Reduction of share capital

  • Person icon Phil Williams
  • Calendar icon 30 January 2013 00:00

Since 1 October 2008, private companies have been able to use a simplified share capital reduction process without Court approval. The provisions allow, for example, a company to return share capital which is in excess of its needs. The provisions require a special resolution supported by a solvency statement made by the directors (ss641-644 CA 2006).

Another use of the facility is the creation of distributable reserves from previously non-distributable reserves or share capital.

S654(1) states that a reserve arising from the reduction of a company's share capital is not distributable. However, s654(2) CA 2006 enables the Secretary of State, by order, to specify the circumstances in which a reserve will be distributable.

A statutory instrument in 2008 confirmed that a reserve created from a capital reduction is to be treated as a realised profit (s654 CA 2006 and SI 2008/1915).

What is the tax treatment of a payment to shareholders out of such a reserve?

HMRC have now issued their view on the tax treatment of payments received by individuals and other non-corporates from reserves created following a share capital or share premium reduction. This guidance applies to payments from UK incorporated and UK resident companies but not non-UK resident companies (www.hmrc.gov.uk/specialist/draft-amended-indiv-guidance.pdf).

Their view is that where share capital (including premium) is reduced and a distributable reserve is created that treatment will be applied for tax purposes also:

'This means that:

• a dividend payment which is a distribution permitted under company law will be a dividend for the purposes of section 1000(1)A, and

• any other payment out of a reserve of this type will be a distribution under section 1000(1)B, and as it is treated as made out distributable profits, no part of it will be treated as representing a repayment of capital on the shares.

The distribution will therefore be chargeable to income tax.'

What if the repayment of share capital does not create a distributable reserve?

To quote from the HMRC view:

'Where there is a repayment of share capital (including share premium/capital redemption reserve) which does not have the effect of creating such a distributable reserve then this is not a distribution chargeable to income tax. There may, however, be a charge to capital gains tax under s122 TCGA 1992, as a capital distribution.' (s1000(1)B CTA 2010).

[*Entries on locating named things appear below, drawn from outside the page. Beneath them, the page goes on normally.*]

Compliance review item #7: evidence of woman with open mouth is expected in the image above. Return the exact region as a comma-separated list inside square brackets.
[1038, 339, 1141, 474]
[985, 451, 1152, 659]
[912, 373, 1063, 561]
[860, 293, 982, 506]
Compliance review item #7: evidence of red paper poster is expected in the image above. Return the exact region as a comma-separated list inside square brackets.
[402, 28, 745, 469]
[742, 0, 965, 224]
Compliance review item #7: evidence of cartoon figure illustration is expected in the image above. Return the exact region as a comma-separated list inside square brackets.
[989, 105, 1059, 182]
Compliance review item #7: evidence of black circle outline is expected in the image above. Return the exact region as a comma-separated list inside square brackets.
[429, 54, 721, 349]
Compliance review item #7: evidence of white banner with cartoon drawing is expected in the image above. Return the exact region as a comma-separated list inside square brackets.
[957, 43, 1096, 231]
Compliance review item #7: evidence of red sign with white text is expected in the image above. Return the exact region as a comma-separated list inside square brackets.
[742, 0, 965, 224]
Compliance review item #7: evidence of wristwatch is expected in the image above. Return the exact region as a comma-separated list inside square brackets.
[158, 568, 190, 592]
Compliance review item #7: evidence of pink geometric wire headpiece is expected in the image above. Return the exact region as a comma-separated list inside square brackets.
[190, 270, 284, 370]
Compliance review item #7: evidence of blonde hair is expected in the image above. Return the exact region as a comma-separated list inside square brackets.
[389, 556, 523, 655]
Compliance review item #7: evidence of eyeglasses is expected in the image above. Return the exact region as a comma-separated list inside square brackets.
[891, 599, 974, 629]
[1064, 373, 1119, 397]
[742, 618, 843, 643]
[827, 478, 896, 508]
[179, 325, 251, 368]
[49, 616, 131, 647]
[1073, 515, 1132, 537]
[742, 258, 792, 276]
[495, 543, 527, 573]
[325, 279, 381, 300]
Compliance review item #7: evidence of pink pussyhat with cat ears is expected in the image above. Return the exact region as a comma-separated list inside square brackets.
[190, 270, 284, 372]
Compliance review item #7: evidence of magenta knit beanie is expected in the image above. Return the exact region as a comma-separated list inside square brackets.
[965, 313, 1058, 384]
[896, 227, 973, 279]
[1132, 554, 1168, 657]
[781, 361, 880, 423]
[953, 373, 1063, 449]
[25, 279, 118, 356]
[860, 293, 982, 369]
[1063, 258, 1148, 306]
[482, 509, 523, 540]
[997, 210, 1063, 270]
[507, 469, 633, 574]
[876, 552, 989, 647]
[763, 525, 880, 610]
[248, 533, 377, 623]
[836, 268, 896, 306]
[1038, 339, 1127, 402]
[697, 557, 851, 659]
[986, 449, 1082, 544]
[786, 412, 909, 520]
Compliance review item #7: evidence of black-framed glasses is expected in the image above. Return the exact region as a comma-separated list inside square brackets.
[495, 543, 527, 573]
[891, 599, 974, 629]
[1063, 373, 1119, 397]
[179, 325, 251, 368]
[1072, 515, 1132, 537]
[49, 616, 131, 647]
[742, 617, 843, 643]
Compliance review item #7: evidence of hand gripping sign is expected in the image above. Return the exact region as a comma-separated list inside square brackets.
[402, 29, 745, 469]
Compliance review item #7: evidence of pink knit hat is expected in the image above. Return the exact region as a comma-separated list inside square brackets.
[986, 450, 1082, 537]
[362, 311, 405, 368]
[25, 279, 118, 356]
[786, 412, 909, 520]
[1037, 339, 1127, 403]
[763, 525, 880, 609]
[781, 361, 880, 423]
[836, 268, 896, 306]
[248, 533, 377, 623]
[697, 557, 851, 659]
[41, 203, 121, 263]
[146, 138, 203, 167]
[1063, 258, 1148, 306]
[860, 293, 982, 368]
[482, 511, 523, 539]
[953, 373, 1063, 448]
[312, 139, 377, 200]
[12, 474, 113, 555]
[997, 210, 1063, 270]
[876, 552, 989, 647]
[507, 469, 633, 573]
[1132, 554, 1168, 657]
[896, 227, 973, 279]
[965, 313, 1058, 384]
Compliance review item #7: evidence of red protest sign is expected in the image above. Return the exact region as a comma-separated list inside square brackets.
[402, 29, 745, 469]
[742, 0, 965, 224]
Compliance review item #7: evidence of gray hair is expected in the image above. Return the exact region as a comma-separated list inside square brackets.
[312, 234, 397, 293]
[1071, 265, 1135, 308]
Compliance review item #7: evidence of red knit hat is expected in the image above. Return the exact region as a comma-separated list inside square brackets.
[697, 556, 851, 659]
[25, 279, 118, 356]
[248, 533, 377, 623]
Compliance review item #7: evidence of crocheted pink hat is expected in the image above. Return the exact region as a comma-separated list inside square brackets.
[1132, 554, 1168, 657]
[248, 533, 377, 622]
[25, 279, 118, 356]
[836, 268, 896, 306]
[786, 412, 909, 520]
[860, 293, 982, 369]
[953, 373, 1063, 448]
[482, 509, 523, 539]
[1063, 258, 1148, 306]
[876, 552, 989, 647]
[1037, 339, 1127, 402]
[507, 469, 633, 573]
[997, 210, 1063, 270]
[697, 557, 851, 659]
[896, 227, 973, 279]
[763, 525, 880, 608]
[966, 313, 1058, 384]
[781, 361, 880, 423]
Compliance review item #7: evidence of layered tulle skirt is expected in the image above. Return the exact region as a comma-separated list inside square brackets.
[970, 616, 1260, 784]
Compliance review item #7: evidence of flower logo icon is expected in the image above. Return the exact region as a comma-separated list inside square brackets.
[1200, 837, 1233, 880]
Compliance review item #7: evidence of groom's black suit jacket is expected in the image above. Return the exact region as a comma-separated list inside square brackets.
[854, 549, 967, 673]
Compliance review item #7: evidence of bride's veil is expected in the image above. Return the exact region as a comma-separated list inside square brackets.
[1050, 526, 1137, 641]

Is it necessary to create a distributable reserve? The Mercia view

The HMRC guidance does not directly cover this point but implies from the above paragraph that a repayment of share capital and share premium can be effected by the accounting entry: Dr Share capital/share premium, Cr Cash.

There is no requirement in the Act to create a statutory reserve following such a reduction. However, a company with a deficit on a profit and loss account may want to use the repayment of share capital provisions to eliminate the deficit so that it can then distribute future profits arising rather than having to wait until the deficit is cleared before being able to distribute to shareholders. When the provisions are used for this purpose then the accounting entries will require a credit to a distributable reserve. Dr Share capital/share premium, Cr Distributable reserves (P&L account). In this instance there is no immediate tax implication for the shareholders. If additional amounts are credited to the distributable reserve and then actually distributed, then this is an income distribution.

So, the highly technical answer is, it depends how you do it, so tread carefully!